New simple AVO-formulas shows that the AVO-difference between a normal segment and a anomalous segment (over-pressured or hydrocarbon-filled), is opposite for a pressure effect compared to a fluid effect. These AVO-formulas are based on the Hertz-Mindlin theory, which predicts that the relative change in P-wave velocity is equal to the relative change in S-wave velocity when the rock pressure is changing. For some sandstone reservoirs, ultrasonic core measurements support this assumption (from Figure 3 in Landrø et al, 1999, we observe that the relative change in P- and S-wave velocities are around 4% for a 4 MPa decrease in net pressure, and approximately 10% for a 4 MPa increase in net pressure). It should be stressed that this assumption is based only upon the Hertz-Mindlin model and some rather sparse core measurements. Therefore, these simplified AVO formulas should be used with care for other rock types. Another limitation is of course that it is assumed that the lithology between the two segments (see Figure 2) is constant. A relatively small change in lithology between the two segments might of course mislead the AVO-interpretation technique suggested in this paper. Therefore, it is important that the suggested method is regarded as complementary to the more established pressure prediction methods, based on velocity analysis.

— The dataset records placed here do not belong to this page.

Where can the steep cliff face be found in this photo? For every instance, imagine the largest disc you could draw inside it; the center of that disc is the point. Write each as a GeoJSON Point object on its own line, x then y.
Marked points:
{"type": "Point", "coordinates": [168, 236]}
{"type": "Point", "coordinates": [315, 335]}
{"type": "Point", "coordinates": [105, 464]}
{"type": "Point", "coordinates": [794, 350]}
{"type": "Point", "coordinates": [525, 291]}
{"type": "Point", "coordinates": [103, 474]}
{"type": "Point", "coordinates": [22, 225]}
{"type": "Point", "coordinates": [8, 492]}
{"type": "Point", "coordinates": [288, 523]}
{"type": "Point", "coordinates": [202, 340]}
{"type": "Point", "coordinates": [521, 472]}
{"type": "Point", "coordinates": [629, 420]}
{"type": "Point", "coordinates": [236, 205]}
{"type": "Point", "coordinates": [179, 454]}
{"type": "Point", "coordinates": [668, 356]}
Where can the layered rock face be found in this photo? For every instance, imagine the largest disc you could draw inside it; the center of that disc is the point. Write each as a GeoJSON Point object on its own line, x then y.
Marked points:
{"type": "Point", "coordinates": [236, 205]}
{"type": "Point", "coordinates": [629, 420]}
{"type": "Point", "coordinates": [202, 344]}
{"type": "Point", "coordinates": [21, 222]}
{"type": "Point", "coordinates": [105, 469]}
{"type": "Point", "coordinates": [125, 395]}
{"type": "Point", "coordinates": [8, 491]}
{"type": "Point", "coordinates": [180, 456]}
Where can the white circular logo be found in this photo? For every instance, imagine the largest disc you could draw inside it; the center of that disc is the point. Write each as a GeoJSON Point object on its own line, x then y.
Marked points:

Time-lapse velocity analysis applied on a “controlled” overpressured segment demonstrates clearly two critical factors: thickness and depth of the over-pressured layer. The uncertainty associated with our pressure predictions increases rapidly with depth, and decreases rapidly with the layer thickness.


Recent 4D seismic case studies show that pressure effects are visible and detectable as 4D amplitude differences. There are also strong indications that pore pressure increases are easier to detect than pore pressure decreases. This observation is in agreement with most ultrasonic core measurements. Based on the Hertz-Mindlin theory it can be shown that a pressure anomaly has the opposite AVO-behavior (decrease) of a fluid anomaly (increase). This simple observation can be used as a complementary interpretation technique for identification of over-pressured segments. 4D seismic has also shown that seismic amplitudes are robust, often more robust than travel-time differences. Correspondingly, we should put more emphasis on the use of amplitudes (and AVO) also for pressure prediction in an exploration setting.



Statoil and the Gullfaks licence partner, Norsk Hydro are acknowledged for permitting this paper to be presented. Martin Landrø acknowledges financial support from the EC project ENK6-CT-2000-00108, ATLASS. Alexey Stovas is acknowledged for comments to the manuscript.


About the Author(s)

Martin Landro has had research positions with SERES (86-89), SINTEF Petroleum (89-93) and Statoil (96-98). He was section manager at SINTEF Petroleum from 93-96. He was selected as distinguished lecturer EAGE in 97, and received the EAGE Petroleum Geoscience award 2000 for best paper. Currently, he is coordinator of the EU-project ATLASS (Analysis of Time LapSe Seismic data) with a total budget of 3 MEUR. The participants are NTNU and Delft Universities, ENI-Agip, Norsk Hydro, Shell, Statoil and CGG. The project is scheduled for 3 years. He has four PhD students, working on various geophysical themes like lithology and fluid prediction from seismic data, pressure prediction from seismic data, gravimetric reservoir monitoring and carbonate seismics. Martin was a member of the Scientific Committee of the SEG Production and Development Forum, Taos, New Mexico, 24-29 Juni 2001. He received the Best Paper in Geophysics award, 2001.

Øyvind Kvam is a Ph.D student at the Norwegian University of Science and Technology. He got his M.Sc. in Physics from the same university in 1999. His research interests are in pore pressure prediction, reservoir characterization and rock physics. Oyvind is a member of SEG, EAGE, AAPG.